Anche l’altro protagonista dello scambio con i Clippers sta ben figurando, cioè quel Boban Marjanovic che è ben più di un semplice fenomeno di culto, ma un gocatore NBA a tutti gli effetti. Oltre ad avere una buona soluzione offensiva nel gancetto verso destra (e a rimbalzo offensivo, chiaramente), l’ex Spurs e Pistons è titolare del miglior defensive rating di squadra, con neanche 101 punti subiti su 100 possessi quando lui è in campo (sarebbe il miglior dato di Lega).
In attesa del rientro di Embiid, Marjanovic sta dando ai Sixers una validissima alternativa nel ruolo di centro.
INTERCAMBIABILITÁ
Dove però Philadelphia ha cercato di fare un passo in avanti è anche la difesa, soprattutto pensando ad un eventuale scontro in finale contro Golden State
Gli Warriors hanno fatto scuola su più fronti: uno su tutti l’intercambiabilità difensiva, che permette a chi difende di cambiare sui blocchi senza avere un qualche svantaggio di taglia fisica né rischiare di lasciare un tiro comodo al portatore di palla (in origine fu Steph).
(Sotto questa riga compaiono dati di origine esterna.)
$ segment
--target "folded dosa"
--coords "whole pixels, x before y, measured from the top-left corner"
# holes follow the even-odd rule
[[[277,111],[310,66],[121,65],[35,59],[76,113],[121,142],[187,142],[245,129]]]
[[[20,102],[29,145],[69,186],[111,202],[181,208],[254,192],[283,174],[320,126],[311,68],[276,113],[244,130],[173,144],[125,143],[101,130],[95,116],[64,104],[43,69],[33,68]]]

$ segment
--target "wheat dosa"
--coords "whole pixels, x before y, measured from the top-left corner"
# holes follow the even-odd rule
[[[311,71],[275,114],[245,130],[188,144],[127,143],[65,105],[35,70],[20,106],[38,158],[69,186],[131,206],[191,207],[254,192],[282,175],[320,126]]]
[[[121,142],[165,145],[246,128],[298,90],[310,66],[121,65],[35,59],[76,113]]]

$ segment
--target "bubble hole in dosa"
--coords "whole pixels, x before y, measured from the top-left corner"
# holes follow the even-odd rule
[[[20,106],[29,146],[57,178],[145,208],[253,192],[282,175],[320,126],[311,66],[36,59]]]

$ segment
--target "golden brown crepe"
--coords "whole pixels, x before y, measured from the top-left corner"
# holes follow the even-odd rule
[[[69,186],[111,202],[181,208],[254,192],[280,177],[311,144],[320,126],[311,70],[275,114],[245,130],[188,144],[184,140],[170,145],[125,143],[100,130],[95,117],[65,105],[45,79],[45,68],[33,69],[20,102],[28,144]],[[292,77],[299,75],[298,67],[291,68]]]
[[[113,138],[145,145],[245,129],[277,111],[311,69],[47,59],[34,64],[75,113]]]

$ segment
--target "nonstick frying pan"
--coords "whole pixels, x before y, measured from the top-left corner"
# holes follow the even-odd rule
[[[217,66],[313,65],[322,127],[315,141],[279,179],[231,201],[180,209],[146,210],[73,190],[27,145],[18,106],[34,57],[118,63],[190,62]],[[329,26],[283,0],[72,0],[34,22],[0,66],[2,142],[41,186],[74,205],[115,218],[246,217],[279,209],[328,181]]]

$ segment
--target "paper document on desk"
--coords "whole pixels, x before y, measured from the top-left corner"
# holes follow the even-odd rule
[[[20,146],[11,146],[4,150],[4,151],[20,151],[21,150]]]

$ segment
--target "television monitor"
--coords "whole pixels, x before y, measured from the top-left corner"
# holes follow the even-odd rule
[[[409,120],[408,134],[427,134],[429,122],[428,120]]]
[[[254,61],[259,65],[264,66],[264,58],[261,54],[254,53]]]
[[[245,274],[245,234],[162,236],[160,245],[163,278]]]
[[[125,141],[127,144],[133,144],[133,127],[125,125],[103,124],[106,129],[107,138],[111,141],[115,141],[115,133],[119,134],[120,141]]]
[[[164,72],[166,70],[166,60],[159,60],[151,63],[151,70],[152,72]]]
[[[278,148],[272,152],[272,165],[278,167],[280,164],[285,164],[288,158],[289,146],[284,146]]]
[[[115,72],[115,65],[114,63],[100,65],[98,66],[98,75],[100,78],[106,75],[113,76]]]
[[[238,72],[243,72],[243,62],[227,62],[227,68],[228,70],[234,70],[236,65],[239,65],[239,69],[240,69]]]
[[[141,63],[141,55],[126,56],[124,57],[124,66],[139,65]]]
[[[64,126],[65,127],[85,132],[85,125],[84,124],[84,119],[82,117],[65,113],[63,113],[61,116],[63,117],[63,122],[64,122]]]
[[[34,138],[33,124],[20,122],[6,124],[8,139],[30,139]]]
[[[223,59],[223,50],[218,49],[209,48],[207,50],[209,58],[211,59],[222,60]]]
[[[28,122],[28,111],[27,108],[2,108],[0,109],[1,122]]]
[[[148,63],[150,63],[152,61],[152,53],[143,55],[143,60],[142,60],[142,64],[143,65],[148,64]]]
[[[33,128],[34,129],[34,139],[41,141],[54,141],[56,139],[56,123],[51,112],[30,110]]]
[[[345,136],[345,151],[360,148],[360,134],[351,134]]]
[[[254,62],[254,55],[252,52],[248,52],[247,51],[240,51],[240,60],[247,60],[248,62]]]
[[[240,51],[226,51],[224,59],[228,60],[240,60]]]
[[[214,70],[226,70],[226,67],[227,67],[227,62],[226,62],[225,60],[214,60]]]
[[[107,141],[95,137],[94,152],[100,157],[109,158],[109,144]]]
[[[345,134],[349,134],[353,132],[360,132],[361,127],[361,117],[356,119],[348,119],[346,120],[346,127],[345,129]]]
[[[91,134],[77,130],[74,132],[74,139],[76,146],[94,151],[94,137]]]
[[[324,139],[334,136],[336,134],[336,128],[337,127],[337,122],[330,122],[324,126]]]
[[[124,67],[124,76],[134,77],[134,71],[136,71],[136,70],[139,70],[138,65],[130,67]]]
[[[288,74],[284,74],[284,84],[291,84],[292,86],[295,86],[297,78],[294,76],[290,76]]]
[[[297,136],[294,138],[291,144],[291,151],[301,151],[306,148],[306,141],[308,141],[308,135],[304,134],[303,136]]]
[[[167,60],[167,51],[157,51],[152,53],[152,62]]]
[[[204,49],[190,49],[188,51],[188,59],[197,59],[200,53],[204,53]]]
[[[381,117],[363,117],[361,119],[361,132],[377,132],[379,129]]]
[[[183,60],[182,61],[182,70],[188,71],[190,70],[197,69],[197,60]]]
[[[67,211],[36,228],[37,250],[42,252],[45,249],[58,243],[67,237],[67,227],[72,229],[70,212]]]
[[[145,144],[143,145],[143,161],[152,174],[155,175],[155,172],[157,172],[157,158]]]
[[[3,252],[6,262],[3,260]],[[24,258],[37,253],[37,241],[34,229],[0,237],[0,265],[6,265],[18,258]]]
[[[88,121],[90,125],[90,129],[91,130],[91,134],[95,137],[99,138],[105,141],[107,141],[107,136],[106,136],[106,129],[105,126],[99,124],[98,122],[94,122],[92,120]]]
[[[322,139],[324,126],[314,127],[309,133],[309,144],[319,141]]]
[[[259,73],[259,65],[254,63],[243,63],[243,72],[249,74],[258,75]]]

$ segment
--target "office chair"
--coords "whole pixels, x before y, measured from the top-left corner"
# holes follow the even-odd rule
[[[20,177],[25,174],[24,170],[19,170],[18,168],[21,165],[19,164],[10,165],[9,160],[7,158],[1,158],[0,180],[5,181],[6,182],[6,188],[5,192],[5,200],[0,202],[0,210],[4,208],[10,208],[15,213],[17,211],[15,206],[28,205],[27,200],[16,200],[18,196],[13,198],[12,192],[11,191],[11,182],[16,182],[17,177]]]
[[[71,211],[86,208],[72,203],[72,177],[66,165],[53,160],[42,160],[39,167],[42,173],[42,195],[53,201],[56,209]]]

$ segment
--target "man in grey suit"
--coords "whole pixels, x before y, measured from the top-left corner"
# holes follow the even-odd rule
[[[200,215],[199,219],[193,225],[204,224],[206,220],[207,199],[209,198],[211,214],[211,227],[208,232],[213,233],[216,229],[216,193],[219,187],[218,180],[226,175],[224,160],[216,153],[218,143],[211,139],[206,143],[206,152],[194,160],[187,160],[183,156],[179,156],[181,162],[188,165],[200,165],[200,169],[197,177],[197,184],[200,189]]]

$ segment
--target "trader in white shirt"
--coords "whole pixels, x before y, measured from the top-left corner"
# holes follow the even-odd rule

Ecco spiegati gli arrivi di Harris, oltre che per la sua versatile dimensione offensiva, e di Jonathon Simmons dai Magic, altri due esterni abbastanza rapidi e in grado di cambiare in difesa senza patire troppo.
Qui prima Harris e Simmons cambiano sul blocco, con l’ex Magic che finisce su Barton. Poi i due lo raddoppiano e lo costringono allo scarico su Plumlee che però viene sconsigliato da Embiid dal prendersi la conclusione al ferro. Il pallone finisce sul perimetro da Jokic, che però viene costretto da Korkmaz a mettere palla per terra. Jokic penetra in area mentre Simmons è bravissimo ad aprire le braccia per impedire il passaggio a centro area per Plumlee e così il serbo è costretto a scaricare sul perimetro per Barton che viene ben contestato da Harris.
Qui invece c’è McConnell contro Trey Lyles dopo un blocco, e il play dei Sixers è bravo a mettersi davanti all’avversario impedendogli la ricezione. Embiid si avvicina per dargli una mano convincendo Plumlee a tagliare in area. Embiid però torna in posizione scoraggiando l’avversario e convincendolo a servire di nuovo Lyles, la cui conclusione viene ben contestata dal camerunense (l’ex terza scelta assoluta è primo in NBA per tiri al ferro contestati, 8, e decimo per percentuale concessa al ferro tra i giocatori scesi in campo in almeno 40 partite e con almeno 3 tiri a partita contestati, con 55.5).
Se è vero che vincere un titolo vorrebbe dire portare a termine il famigerato Process, è altrettanto assodato che i difficili anni con Hinkie al timone del front office stanno portando i risultati sperati, con Embiid e Simmons, e un All Star come Butler arrivato via trade.
LeBron non è più un problema, l’Est è più aperto che mai e i Sixers sono tra le favorite per dare un senso ad anni bui.